Monday, April 5, 2010

1998 - SMALL SOLDIERS, attempt at another Gremlins type of film

The  director Joe Dante loves the cheezy horror and science fiction films of the 1950's and 1960's.  He also loves satirizing the white suburban middle class culture.  He loads his films with actors from Roger Corman's old movies and throws in lots of in jokes from his favorite films.   The problem for Joe Dante is that not everyone shares his vision. 


For a director like Joe Dante to survive in the film business he needs to combine his interests with a way to appeal to a general audience and not just a bunch of film nerds.  He pulled this off only once with the commercially successful but very mean Gremlins.  That film was his take on ET.   Small Soldiers was produced by Steven Spielberg's company that had also produced Gremlins.  Dante probably seemed like the go to guy for Spielberg when they went to make this film which is basically Gremlins as crazy little GI Joe dolls come to life.  


Small Soldiers is clever but pretty slow moving at times for the kid crowd.  The film starts with a very long prologue about 2 inventors who install high tech computer chips into their new product line of action figures without realizing that the toys will come to life and go on a militaristic rampage.  After this long opening the film finally gets going with the toy soldiers parodying scenes from other movies like Apocalypse Now and Patton.



Joe Dante has a classic old fashioned film making style but I think he struggled with trying to keep the elaborate effects from taking over the film, always a problem when you have a special effects heavy film like this.  Dante also probably needed to make the film shorter, an extended sequence with Barbie dolls coming to life like The Bride of Frankenstein could probably have been cut.

Dante's pretty good working with the actors in his film.  Kirsten Dunst gets top billing playing the traditional part of the girlfriend.  Dunst is actually kind of likable but this film was early in her career so it was before she turned into Kirsten Dunst.  The real star is this kid Gregory Smith who goes on another one of those boring young male personal journeys of self discovery that the movies like to do so much.

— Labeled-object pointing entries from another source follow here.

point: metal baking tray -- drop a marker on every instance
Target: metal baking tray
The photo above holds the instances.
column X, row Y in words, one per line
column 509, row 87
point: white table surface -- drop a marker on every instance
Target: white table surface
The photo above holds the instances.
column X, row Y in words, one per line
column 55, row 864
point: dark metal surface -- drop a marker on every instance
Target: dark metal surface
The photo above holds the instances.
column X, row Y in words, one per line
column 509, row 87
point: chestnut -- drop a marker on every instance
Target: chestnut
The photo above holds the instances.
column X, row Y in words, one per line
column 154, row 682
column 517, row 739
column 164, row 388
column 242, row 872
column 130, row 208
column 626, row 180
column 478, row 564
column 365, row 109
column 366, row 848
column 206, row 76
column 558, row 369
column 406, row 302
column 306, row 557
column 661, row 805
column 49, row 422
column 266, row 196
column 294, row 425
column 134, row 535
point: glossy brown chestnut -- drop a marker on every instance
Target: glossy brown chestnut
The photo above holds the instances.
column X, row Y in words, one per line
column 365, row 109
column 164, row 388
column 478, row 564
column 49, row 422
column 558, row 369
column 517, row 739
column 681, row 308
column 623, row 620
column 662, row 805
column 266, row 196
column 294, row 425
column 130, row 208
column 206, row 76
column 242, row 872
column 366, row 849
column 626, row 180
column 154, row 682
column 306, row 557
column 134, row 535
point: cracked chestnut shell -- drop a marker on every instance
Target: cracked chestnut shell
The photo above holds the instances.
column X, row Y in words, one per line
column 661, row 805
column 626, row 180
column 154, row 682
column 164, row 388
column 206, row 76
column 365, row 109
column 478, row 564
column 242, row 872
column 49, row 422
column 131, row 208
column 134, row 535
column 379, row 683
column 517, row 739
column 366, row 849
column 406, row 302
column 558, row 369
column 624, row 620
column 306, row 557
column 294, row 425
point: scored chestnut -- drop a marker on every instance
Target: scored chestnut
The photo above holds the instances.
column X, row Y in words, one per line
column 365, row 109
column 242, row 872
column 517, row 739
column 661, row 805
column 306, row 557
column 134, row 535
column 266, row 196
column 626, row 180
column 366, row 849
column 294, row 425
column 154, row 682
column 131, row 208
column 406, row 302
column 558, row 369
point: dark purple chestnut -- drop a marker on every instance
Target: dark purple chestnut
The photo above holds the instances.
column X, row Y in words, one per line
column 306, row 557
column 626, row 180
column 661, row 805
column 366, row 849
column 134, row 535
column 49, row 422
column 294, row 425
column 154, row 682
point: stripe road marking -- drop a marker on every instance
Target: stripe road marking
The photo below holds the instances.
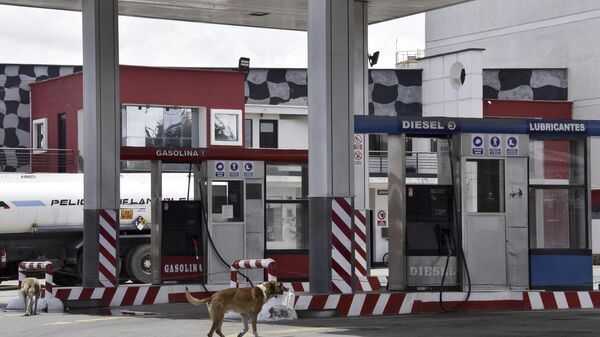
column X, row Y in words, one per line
column 585, row 300
column 536, row 301
column 91, row 320
column 561, row 300
column 297, row 330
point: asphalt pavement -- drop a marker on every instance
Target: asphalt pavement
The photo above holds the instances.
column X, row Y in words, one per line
column 183, row 319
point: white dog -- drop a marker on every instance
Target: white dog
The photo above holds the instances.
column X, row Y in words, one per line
column 30, row 289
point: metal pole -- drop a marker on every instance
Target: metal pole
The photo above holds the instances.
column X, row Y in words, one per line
column 397, row 212
column 156, row 231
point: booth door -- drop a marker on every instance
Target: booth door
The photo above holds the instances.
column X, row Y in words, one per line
column 484, row 229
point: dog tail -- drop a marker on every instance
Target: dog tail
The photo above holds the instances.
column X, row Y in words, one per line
column 194, row 300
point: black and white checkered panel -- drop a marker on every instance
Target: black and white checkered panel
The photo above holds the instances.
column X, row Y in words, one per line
column 395, row 93
column 276, row 86
column 525, row 84
column 15, row 111
column 391, row 92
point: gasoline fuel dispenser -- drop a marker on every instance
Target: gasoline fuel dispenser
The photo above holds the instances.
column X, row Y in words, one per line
column 183, row 242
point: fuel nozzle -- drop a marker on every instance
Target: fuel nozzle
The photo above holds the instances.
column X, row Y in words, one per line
column 446, row 246
column 195, row 246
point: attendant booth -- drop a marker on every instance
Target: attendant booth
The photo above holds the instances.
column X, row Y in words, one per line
column 509, row 209
column 223, row 219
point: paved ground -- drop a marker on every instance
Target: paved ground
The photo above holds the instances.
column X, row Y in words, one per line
column 182, row 320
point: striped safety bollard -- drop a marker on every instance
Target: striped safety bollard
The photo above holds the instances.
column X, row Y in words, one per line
column 107, row 263
column 47, row 267
column 360, row 249
column 341, row 245
column 269, row 264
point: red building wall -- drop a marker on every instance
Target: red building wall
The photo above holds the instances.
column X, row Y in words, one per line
column 556, row 165
column 213, row 89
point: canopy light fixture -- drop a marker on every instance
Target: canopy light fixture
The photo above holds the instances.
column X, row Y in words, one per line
column 244, row 63
column 374, row 58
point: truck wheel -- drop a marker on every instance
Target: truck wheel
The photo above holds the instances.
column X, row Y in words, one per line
column 139, row 264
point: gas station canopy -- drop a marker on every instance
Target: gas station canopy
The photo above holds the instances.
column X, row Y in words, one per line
column 280, row 14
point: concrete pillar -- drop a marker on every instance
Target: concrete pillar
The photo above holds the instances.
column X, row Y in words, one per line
column 102, row 131
column 331, row 92
column 156, row 212
column 361, row 105
column 397, row 212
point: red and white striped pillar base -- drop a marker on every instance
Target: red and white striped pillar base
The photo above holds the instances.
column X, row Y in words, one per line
column 360, row 248
column 342, row 270
column 107, row 263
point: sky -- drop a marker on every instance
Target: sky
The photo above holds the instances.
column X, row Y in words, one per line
column 41, row 36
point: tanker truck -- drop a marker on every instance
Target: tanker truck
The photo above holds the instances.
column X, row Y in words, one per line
column 41, row 218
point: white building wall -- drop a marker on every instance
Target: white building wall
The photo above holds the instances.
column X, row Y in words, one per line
column 529, row 34
column 293, row 133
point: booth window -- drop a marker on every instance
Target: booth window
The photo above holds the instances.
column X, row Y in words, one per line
column 248, row 132
column 484, row 190
column 156, row 126
column 227, row 201
column 557, row 211
column 286, row 211
column 268, row 134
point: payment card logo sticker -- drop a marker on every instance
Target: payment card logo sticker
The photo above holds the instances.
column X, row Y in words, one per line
column 477, row 145
column 219, row 169
column 495, row 146
column 248, row 170
column 234, row 170
column 512, row 148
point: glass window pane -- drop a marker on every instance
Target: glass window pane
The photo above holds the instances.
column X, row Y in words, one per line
column 484, row 190
column 285, row 182
column 556, row 162
column 226, row 128
column 557, row 218
column 287, row 226
column 157, row 126
column 227, row 201
column 248, row 132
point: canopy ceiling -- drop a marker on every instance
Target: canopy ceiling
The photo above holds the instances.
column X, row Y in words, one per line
column 281, row 14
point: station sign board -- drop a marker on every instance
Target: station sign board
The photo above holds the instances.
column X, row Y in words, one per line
column 235, row 169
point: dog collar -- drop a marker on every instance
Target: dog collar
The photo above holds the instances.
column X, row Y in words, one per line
column 264, row 290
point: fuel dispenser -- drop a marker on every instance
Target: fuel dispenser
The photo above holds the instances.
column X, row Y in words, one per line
column 183, row 241
column 235, row 215
column 430, row 246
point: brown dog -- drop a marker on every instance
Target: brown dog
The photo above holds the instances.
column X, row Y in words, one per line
column 245, row 301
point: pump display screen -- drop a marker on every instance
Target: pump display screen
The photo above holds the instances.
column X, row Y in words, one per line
column 428, row 203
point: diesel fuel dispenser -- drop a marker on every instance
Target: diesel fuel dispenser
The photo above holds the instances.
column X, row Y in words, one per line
column 430, row 246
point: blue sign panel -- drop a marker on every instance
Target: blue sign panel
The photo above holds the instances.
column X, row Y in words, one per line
column 447, row 126
column 557, row 127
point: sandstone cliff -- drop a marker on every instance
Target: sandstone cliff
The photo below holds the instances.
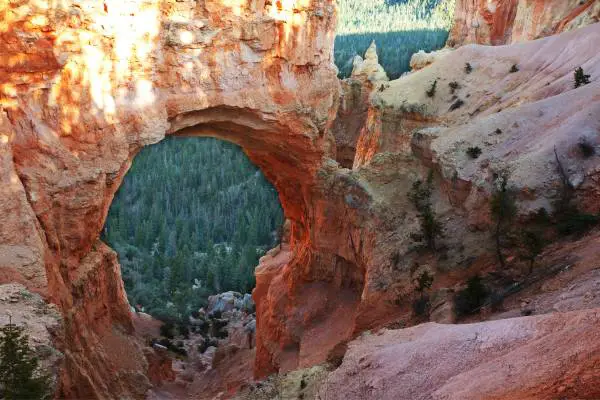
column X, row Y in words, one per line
column 84, row 85
column 499, row 22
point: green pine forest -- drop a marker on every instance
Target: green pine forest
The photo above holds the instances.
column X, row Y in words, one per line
column 194, row 215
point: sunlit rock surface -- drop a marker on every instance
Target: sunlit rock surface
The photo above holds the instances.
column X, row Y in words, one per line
column 499, row 22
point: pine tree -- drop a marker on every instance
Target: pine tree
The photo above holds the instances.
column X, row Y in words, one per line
column 581, row 78
column 20, row 377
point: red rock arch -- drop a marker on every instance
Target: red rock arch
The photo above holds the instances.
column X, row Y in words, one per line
column 84, row 87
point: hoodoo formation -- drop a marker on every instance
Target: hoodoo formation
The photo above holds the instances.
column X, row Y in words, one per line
column 84, row 85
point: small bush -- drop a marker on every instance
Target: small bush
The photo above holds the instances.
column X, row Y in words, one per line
column 456, row 105
column 587, row 149
column 533, row 244
column 581, row 78
column 431, row 91
column 453, row 86
column 21, row 376
column 167, row 330
column 474, row 152
column 470, row 299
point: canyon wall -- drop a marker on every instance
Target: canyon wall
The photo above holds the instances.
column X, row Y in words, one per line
column 500, row 22
column 85, row 85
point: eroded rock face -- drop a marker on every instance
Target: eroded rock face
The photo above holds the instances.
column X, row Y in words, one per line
column 540, row 357
column 83, row 86
column 509, row 21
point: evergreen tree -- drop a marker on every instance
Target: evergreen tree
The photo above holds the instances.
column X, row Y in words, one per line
column 20, row 377
column 581, row 78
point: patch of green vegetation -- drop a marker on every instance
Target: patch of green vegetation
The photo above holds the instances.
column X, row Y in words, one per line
column 474, row 152
column 191, row 219
column 399, row 28
column 20, row 374
column 431, row 91
column 581, row 78
column 431, row 227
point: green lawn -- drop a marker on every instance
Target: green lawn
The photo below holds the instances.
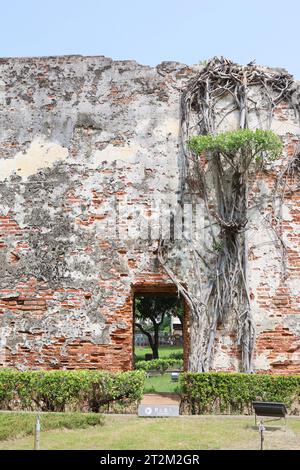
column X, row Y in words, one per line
column 183, row 433
column 13, row 425
column 164, row 351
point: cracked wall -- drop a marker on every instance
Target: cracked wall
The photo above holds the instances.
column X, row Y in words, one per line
column 89, row 147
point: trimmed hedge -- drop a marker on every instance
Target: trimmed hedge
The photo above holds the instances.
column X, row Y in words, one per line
column 233, row 392
column 159, row 364
column 75, row 389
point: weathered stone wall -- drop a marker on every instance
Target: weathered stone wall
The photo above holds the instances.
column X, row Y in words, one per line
column 89, row 149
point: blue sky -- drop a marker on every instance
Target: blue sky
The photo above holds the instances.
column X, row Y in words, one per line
column 150, row 31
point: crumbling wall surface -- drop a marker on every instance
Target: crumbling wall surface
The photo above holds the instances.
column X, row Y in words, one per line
column 89, row 148
column 82, row 141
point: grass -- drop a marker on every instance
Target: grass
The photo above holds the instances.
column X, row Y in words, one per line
column 164, row 351
column 160, row 383
column 14, row 425
column 183, row 433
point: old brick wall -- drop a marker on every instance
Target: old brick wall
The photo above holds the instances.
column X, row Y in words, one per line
column 89, row 147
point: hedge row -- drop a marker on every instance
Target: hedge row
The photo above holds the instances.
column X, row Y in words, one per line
column 159, row 364
column 76, row 390
column 233, row 392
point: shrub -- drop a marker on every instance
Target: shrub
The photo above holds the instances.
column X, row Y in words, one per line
column 159, row 364
column 55, row 390
column 234, row 392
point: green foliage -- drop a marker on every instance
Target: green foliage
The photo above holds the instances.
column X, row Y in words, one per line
column 243, row 141
column 159, row 364
column 56, row 390
column 14, row 425
column 234, row 392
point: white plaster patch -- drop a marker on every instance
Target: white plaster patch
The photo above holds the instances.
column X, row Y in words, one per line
column 262, row 362
column 39, row 155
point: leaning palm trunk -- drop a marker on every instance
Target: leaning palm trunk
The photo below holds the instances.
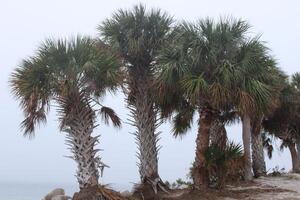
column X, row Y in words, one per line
column 218, row 134
column 78, row 121
column 200, row 173
column 145, row 120
column 294, row 156
column 246, row 122
column 258, row 159
column 79, row 128
column 298, row 154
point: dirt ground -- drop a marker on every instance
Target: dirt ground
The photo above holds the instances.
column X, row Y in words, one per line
column 284, row 187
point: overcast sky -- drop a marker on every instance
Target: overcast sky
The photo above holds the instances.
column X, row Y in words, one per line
column 25, row 23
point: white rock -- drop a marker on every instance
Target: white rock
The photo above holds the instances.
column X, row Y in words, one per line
column 60, row 197
column 55, row 192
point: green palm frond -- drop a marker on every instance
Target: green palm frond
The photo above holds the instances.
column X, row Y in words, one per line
column 62, row 71
column 109, row 114
column 195, row 86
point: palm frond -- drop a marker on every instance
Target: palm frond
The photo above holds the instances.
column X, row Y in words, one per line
column 109, row 114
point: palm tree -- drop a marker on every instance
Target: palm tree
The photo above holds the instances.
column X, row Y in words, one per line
column 258, row 85
column 138, row 36
column 220, row 70
column 258, row 158
column 71, row 76
column 202, row 59
column 284, row 121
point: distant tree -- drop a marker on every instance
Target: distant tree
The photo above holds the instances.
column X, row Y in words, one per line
column 139, row 36
column 219, row 70
column 284, row 121
column 71, row 76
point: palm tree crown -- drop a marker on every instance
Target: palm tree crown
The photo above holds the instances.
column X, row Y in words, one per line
column 72, row 75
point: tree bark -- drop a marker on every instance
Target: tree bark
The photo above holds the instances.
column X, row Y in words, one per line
column 294, row 156
column 79, row 127
column 218, row 134
column 200, row 173
column 258, row 159
column 145, row 120
column 298, row 155
column 246, row 122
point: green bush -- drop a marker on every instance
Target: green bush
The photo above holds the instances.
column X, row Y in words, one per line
column 224, row 165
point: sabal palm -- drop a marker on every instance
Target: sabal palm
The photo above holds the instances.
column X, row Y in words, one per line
column 212, row 62
column 138, row 36
column 284, row 121
column 202, row 59
column 69, row 75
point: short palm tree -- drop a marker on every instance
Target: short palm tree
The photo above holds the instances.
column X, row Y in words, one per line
column 138, row 36
column 71, row 76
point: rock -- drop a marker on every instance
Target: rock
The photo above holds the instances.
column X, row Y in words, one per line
column 53, row 193
column 61, row 197
column 126, row 193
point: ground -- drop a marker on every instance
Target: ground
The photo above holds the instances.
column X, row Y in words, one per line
column 284, row 187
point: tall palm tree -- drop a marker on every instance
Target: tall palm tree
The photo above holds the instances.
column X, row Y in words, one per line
column 258, row 158
column 138, row 36
column 258, row 85
column 202, row 60
column 71, row 76
column 284, row 121
column 220, row 70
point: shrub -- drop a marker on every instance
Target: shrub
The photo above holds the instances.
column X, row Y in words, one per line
column 224, row 165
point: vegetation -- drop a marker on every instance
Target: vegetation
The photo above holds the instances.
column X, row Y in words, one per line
column 224, row 164
column 167, row 71
column 70, row 76
column 138, row 35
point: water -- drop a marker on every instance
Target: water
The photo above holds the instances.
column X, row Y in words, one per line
column 31, row 191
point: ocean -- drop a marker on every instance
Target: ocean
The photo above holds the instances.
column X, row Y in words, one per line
column 31, row 191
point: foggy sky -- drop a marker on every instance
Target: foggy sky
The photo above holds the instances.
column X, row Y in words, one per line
column 25, row 23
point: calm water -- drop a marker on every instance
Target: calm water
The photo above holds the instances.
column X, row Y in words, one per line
column 25, row 191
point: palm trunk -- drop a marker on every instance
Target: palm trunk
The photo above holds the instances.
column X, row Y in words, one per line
column 81, row 142
column 200, row 173
column 258, row 165
column 218, row 134
column 298, row 154
column 294, row 156
column 144, row 115
column 247, row 142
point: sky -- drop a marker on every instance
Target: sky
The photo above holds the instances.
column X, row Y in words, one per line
column 24, row 24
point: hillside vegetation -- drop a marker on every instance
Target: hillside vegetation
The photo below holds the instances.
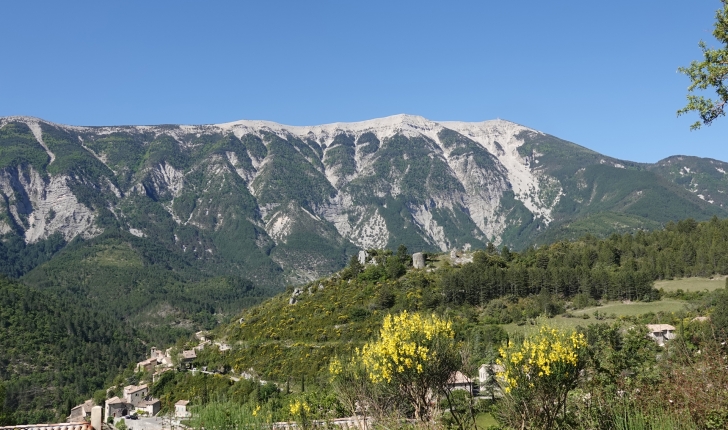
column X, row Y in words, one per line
column 499, row 287
column 55, row 352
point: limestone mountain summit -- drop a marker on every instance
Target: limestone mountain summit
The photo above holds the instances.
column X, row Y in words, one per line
column 280, row 203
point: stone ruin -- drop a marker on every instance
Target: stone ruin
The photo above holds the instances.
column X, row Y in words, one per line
column 363, row 257
column 294, row 297
column 418, row 260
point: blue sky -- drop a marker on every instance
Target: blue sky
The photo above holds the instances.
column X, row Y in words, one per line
column 600, row 74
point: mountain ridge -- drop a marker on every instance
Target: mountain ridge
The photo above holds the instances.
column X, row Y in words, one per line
column 304, row 198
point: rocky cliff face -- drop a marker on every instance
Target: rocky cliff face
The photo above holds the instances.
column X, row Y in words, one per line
column 264, row 198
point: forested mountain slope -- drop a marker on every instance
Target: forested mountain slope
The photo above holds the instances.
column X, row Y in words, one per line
column 290, row 203
column 54, row 353
column 282, row 338
column 179, row 226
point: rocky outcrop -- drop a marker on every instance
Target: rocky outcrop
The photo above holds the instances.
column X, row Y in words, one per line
column 40, row 207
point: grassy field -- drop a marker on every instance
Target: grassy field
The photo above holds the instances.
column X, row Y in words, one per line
column 616, row 309
column 692, row 284
column 483, row 421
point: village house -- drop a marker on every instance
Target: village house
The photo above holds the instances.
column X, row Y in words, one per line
column 458, row 381
column 488, row 385
column 661, row 333
column 116, row 407
column 135, row 394
column 180, row 409
column 146, row 365
column 136, row 398
column 151, row 406
column 188, row 356
column 81, row 413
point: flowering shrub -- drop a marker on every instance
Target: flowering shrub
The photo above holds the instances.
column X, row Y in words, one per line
column 538, row 374
column 415, row 355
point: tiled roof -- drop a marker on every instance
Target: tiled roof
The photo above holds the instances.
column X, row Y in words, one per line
column 61, row 426
column 115, row 400
column 660, row 327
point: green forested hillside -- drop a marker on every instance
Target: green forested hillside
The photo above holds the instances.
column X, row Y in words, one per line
column 140, row 283
column 55, row 352
column 337, row 314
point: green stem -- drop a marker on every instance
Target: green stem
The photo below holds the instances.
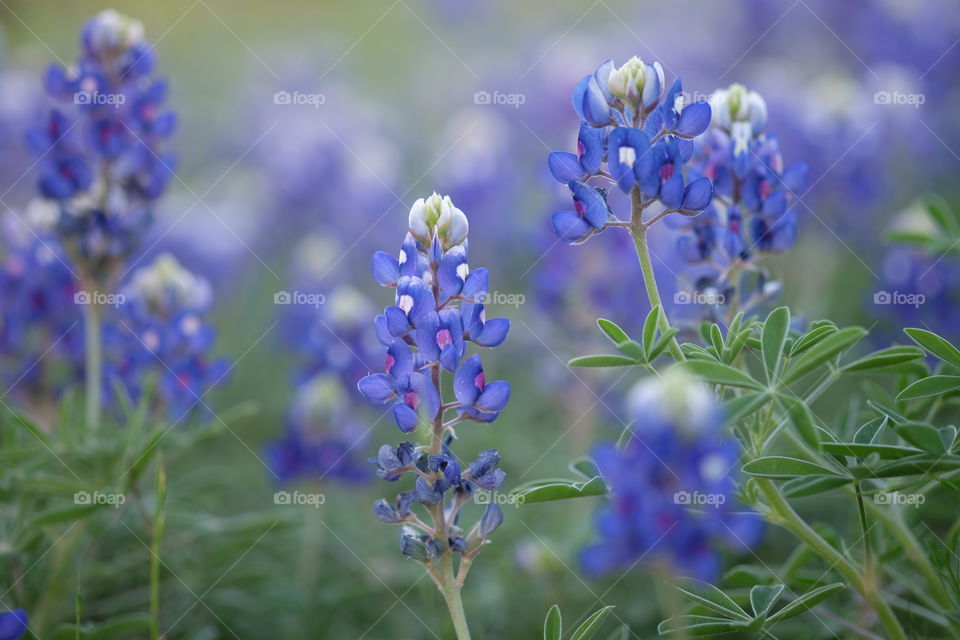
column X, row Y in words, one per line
column 790, row 520
column 451, row 593
column 639, row 233
column 94, row 360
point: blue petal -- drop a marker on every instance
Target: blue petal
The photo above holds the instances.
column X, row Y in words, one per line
column 570, row 226
column 464, row 381
column 405, row 417
column 377, row 387
column 565, row 166
column 697, row 195
column 386, row 269
column 397, row 323
column 694, row 120
column 494, row 333
column 595, row 207
column 494, row 397
column 671, row 193
column 589, row 148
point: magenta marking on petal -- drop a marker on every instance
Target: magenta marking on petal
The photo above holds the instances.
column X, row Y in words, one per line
column 443, row 338
column 411, row 400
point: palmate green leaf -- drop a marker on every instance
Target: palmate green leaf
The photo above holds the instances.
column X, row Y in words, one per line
column 650, row 327
column 884, row 358
column 802, row 420
column 784, row 467
column 811, row 338
column 862, row 450
column 805, row 486
column 700, row 625
column 662, row 343
column 591, row 625
column 776, row 328
column 726, row 375
column 709, row 596
column 632, row 349
column 551, row 490
column 806, row 601
column 612, row 330
column 931, row 386
column 553, row 624
column 935, row 345
column 763, row 597
column 823, row 351
column 912, row 466
column 603, row 361
column 740, row 407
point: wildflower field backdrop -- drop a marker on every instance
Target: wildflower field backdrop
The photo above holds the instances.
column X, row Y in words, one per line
column 449, row 319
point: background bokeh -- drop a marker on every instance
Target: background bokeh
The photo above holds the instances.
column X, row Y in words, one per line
column 275, row 197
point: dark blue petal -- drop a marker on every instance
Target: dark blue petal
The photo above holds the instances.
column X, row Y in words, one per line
column 565, row 166
column 697, row 195
column 590, row 204
column 377, row 387
column 494, row 397
column 671, row 193
column 494, row 333
column 465, row 380
column 405, row 417
column 570, row 226
column 694, row 120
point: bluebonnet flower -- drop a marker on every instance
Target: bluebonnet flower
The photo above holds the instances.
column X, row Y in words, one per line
column 41, row 342
column 162, row 331
column 751, row 212
column 643, row 135
column 673, row 499
column 100, row 154
column 438, row 310
column 13, row 624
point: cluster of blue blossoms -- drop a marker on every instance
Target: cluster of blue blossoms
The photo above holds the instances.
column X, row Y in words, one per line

Small Soldiers has some funny but pretty mild satire about the  Leave It To Beaver type of neighborhood that the toys attack.  Using some of the original cast from The Dirty Dozen as the action figure voices was a clever idea but since that film came out in 1967 no kid was going to know who they were.

Small Soldiers is funny and entertaining but it doesn't look like it turned out the way Joe Dante or Steven Spielberg intended.